The control and elimination of PRRS is likely the most challenging task facing the swine industry worldwide. Several factors related to the biology of the virus make disease detection and elimination extremely difficult.
In addition, PRRS control efforts are hampered by a lack of effective means to protect naïve herds from infection. Recent efforts have focused on regional initiatives intended to eliminate the costly disease from one specific geographic area at a time. One example of success is the Stevens County project in Minnesota, which has attained a PRRSV-negative status and has been expanded to include all of northern Minnesota.

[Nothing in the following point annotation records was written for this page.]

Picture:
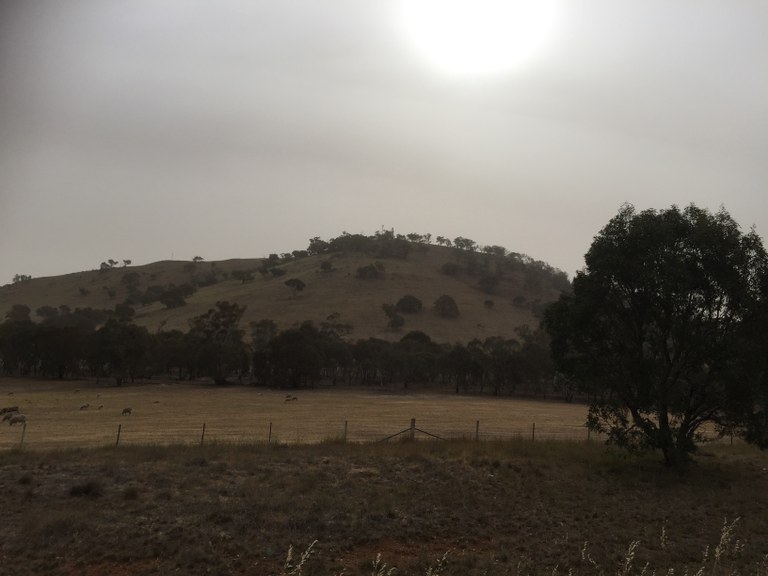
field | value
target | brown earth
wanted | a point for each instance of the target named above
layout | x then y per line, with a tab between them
512	507
338	294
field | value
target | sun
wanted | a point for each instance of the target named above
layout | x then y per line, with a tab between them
479	37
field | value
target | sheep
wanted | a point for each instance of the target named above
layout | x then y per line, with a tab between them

“The PRRS virus is the most rapidly changing virus on the planet, plus it is stealthy, persistent and easily transmitted,” Rowland says. “The virus circulates very nicely within a production system. It might go away for a time but it keeps coming back.”
Regional control initiatives, air filtration of barns, and vaccine technology are important steps but there is no magic bullet in the battle against PRRS, Rowland says. “We need to bring all those things to bear if we are to win the battle against the disease.”
Rowland looks at PRRS not as an individual pig disease but as a population disease—one that causes economic loss by reducing herd performance. “All the infectious diseases in the history of swine production combined have had less economic impact than PRRS has had over the last 15 to 20 years,” he says.
The National Animal Health Monitoring System estimates that 21 percent of U.S. swine farms have the disease. Rowland believes up to 60 percent of farms have the virus.
Current research being conducted with the PRRS CAP centers around improvement in swine genetics, or improving the pig’s tolerance to the disease, according to Rowland. “Some pigs don’t care if they have the virus and maybe these are the type of pigs we should be breeding.”